We are open about what is not yet fully accessible, and are actively working on each of these:

  • Not every screen has been exhaustively audited yet. The high-traffic and compliance screens are verified; deeper detail screens are being swept route by route. Until a route is verified, it may contain individual contrast or focus issues.
  • Generated PDF documents (payslips, signed service agreements, CSV-derived reports) are not yet guaranteed to be fully tagged for assistive technology. The underlying data is always available in the accessible web interface.
  • Third-party / embedded content — screens that hand off to an external provider (for example the accounting consent screen) are governed by those providers’ own accessibility.
  • No independent audit yet — a formal third-party WCAG 2.2 AA evaluation is planned; this statement reflects our own testing.
  • Signature capture and address autocomplete rely on pointer interaction; keyboard/AT-friendly alternatives are on the remediation list.

If you rely on a feature listed here and it is blocking you, please contact us (below) — we will prioritise a workaround.

Compatibility

The platform is designed to work with current versions of:

  • Browsers — Google Chrome, Microsoft Edge, Mozilla Firefox, and Apple Safari (desktop and mobile).
  • Assistive technologies — keyboard-only operation; screen readers (NVDA, VoiceOver — testing in progress); browser zoom and OS text scaling; reduced-motion settings.
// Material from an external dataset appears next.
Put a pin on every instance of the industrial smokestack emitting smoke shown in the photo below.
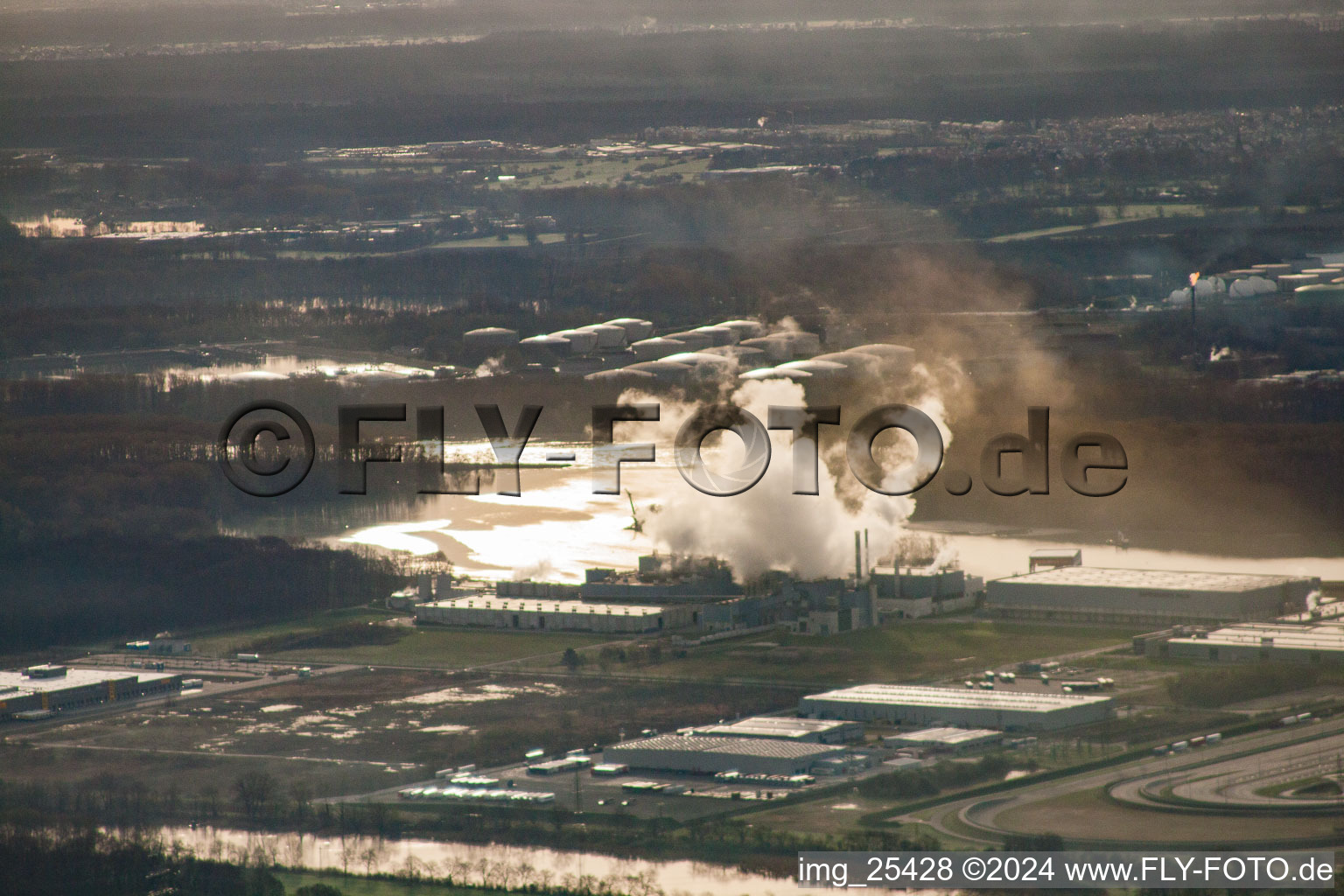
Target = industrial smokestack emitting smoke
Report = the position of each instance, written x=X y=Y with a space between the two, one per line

It is not tested against, and may not fully support, browsers no longer maintained by their vendor.

Technical specifications

Accessibility relies on the following technologies working with your browser and any assistive technologies installed: HTML, WAI-ARIA, CSS, and JavaScript.

Feedback and contact

We welcome your feedback on the accessibility of this platform. If you encounter a barrier, or need information in a different format, please tell us:

  • If you use this platform as a staff member of a provider organisation, you can also raise the issue with your organisation’s administrator, who can escalate it to us.

Please include the page or feature, what you were trying to do, the barrier you hit, and the browser / assistive technology you were using. We aim to acknowledge accessibility reports within 5 business days and will work with you on a resolution or interim workaround.

Enforcement and escalation

This platform is built for Australian NDIS providers. Accessibility obligations in Australia arise under the Disability Discrimination Act 1992 (Cth). If you have raised an accessibility concern with us and are not satisfied with our response, you can contact the Australian Human Rights Commission, which handles disability discrimination complaints.

Preparation of this statement

This statement was prepared on 31 May 2026, based on our own automated (component + browser axe) and manual keyboard testing. A formal third-party audit is planned, and this statement will be updated to reflect it. We review it at least every 12 months, and whenever a significant feature ships.